Yesterday was a brutal technology day. First, I wedged my Kindle between my rear and a chair and heard a nasty “crack”. My Kindle display has a nice shattery image on it permanently now. Sad. I had to open a paper book last night. New Kindle arrived today (thanks to Amazon Fresh trucks), and because the content is all stored at Amazon, I had my full library back working in less than a day. It sucks that e-readers are fragile (well I do weigh >200 lbs so I guess I shouldn’t be surprised at the Kindle’s failure, it is not sold as a stadium chair), but back and running fast.
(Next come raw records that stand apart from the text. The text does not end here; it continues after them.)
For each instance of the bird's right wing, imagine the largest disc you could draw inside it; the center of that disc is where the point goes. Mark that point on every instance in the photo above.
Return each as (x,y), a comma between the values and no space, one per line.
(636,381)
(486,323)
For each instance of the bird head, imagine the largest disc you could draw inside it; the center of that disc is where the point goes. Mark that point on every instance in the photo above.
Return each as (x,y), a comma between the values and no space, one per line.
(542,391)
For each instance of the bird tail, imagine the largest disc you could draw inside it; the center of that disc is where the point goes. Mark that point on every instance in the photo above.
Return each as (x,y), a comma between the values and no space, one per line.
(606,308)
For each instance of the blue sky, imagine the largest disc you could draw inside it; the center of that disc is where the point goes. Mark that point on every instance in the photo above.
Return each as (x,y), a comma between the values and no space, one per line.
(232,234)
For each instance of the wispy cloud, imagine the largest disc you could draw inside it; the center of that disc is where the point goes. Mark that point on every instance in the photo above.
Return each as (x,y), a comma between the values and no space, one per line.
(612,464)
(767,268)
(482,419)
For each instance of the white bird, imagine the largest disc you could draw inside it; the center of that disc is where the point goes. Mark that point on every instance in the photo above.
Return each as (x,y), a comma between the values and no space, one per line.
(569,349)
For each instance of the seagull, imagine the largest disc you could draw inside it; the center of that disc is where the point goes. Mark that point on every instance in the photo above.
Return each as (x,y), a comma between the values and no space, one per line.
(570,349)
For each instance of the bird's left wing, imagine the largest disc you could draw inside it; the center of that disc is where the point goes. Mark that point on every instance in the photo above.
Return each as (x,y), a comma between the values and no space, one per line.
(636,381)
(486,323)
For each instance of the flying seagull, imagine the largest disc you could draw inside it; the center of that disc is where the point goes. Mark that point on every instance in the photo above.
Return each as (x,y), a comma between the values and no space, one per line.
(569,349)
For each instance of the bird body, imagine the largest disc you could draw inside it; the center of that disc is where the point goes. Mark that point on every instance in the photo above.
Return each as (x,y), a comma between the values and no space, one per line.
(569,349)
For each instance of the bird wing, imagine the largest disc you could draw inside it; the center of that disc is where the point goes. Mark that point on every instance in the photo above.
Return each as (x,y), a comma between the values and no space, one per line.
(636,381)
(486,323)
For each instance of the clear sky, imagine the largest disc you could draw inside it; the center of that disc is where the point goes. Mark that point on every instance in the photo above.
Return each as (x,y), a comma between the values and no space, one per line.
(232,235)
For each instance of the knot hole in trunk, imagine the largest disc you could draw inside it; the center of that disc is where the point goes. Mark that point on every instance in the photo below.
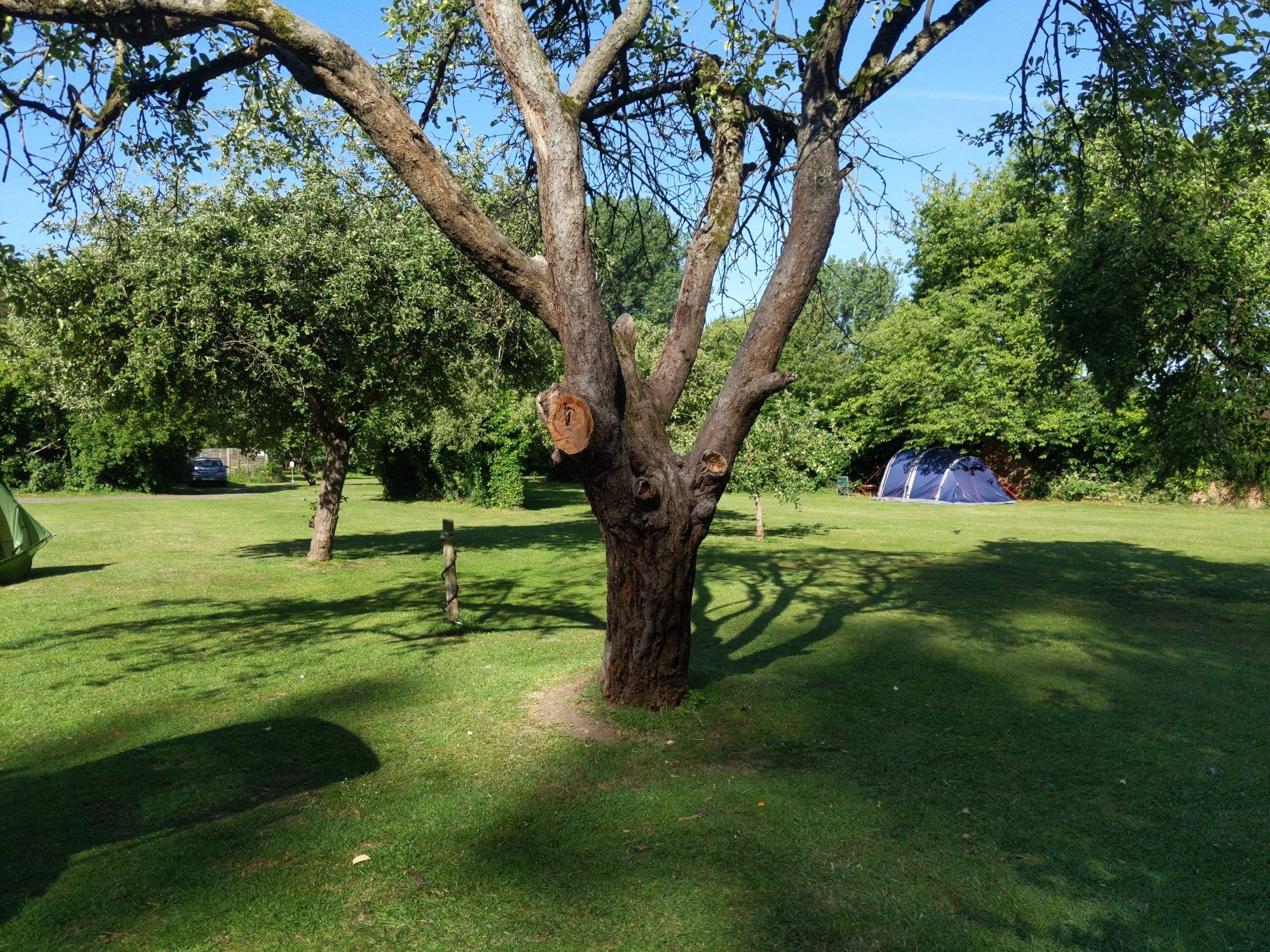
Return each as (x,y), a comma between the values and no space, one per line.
(647,496)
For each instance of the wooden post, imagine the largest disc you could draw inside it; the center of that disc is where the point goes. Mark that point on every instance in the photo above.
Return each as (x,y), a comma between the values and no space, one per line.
(450,574)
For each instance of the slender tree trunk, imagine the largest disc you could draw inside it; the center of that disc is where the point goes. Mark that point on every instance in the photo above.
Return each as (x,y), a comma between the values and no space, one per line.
(340,444)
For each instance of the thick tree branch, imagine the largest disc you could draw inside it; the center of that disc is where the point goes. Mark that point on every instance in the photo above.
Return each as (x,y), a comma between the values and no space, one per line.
(608,107)
(601,59)
(328,66)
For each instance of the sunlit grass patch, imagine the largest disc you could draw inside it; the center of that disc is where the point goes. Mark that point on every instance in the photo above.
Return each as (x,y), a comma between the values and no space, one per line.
(1046,732)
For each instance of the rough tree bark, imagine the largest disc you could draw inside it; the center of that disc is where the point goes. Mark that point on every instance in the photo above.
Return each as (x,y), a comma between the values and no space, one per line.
(655,507)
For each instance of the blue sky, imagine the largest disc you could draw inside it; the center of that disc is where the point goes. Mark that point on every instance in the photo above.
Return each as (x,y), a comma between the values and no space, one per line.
(956,89)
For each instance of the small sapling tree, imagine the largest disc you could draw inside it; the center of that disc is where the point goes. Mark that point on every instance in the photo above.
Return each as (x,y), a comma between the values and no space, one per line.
(790,451)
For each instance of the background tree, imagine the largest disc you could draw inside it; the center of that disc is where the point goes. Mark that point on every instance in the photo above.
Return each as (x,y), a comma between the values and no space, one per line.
(263,310)
(643,108)
(790,450)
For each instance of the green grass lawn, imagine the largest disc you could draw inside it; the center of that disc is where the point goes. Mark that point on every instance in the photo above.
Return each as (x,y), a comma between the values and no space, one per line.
(1041,727)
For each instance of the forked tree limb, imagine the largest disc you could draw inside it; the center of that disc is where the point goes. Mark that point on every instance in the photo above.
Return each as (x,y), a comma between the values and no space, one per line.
(552,121)
(327,65)
(701,262)
(879,74)
(827,108)
(601,59)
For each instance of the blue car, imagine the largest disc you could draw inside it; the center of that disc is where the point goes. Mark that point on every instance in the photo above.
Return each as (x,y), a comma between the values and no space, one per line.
(209,469)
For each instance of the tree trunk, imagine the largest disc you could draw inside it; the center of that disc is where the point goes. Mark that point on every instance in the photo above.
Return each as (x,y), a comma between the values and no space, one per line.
(647,639)
(340,445)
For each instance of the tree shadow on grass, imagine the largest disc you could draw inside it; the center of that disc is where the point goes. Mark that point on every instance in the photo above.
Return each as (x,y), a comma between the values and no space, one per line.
(169,785)
(46,572)
(166,632)
(1137,593)
(564,534)
(1025,787)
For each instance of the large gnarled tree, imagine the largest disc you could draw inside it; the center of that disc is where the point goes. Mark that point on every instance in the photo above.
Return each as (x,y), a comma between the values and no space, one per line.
(769,108)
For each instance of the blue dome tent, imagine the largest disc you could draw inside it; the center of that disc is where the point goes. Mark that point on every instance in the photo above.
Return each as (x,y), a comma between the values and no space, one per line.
(940,475)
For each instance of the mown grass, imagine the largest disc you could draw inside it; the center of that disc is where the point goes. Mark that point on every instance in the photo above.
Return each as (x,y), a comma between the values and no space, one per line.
(1020,728)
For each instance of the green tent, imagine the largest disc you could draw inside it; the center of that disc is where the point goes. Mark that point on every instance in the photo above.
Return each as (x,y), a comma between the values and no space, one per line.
(21,537)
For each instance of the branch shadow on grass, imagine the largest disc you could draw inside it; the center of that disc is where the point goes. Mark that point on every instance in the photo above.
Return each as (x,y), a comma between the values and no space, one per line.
(171,785)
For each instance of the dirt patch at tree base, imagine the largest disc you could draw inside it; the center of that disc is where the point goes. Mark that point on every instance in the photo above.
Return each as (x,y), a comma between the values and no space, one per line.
(562,707)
Second, the battery failed on one of our Macbooks which is about 3 years old. But of course Apple replaced for free at the Genius bar. Because they replaced the motherboard a year ago under some dubious warranty claim after we dropped the machine, again for no charge. Really, why would a regular human buy a machine anywhere else?
Third — every week, I update a task list document on Google Docs for a mission-critical subcontractor we use, print/save as PDF, and email to the sub. It is not a complex doc but it does need to be right. Last night Google Docs kept failing during the PDF save process (which is also how to print from Google Docs, so this is a pretty important function). After many tries it worked and I forwarded the downloaded PDF to my sub without examining it. Disaster — the PDF was for the version of the task list from January 24! The sub got all the wrong materials and did the wrong things totally, I had to scramble today to patch things back up.
I use the intrinsic functions in google docs to datestamp my doc, and the delivered PDF had the january 24 datestamp in it, and the content in the pdf is completely different than what is in my current doc on google docs, and i assume is a faithful representation of the state of the doc on january 24. how did google deliver me this pdf? My best guess is that some part of the PDF rendering process failed badly in the Google server farm, and they restored from some earlier version, and the restore picked up old queued files. I really have no idea how they could have delivered a two month old PDF rendering of my doc.
Corruption of data and inability to faithfully print documents are pretty damning problems for an office suite. I really can’t imagine continue to using Google docs with this class of problem. I haven’t bothered to file a bug with google yet because, well, delivering a product with this level of data corruption for basic scenarios is pretty much a deal breaker for me.
Commendations to Apple and Amazon for creating systems and businesses that are incredibly customer-focused, even when products fail. The Google Docs failure may be an isolated incident, but I do wonder if Google has this same level of customer focus.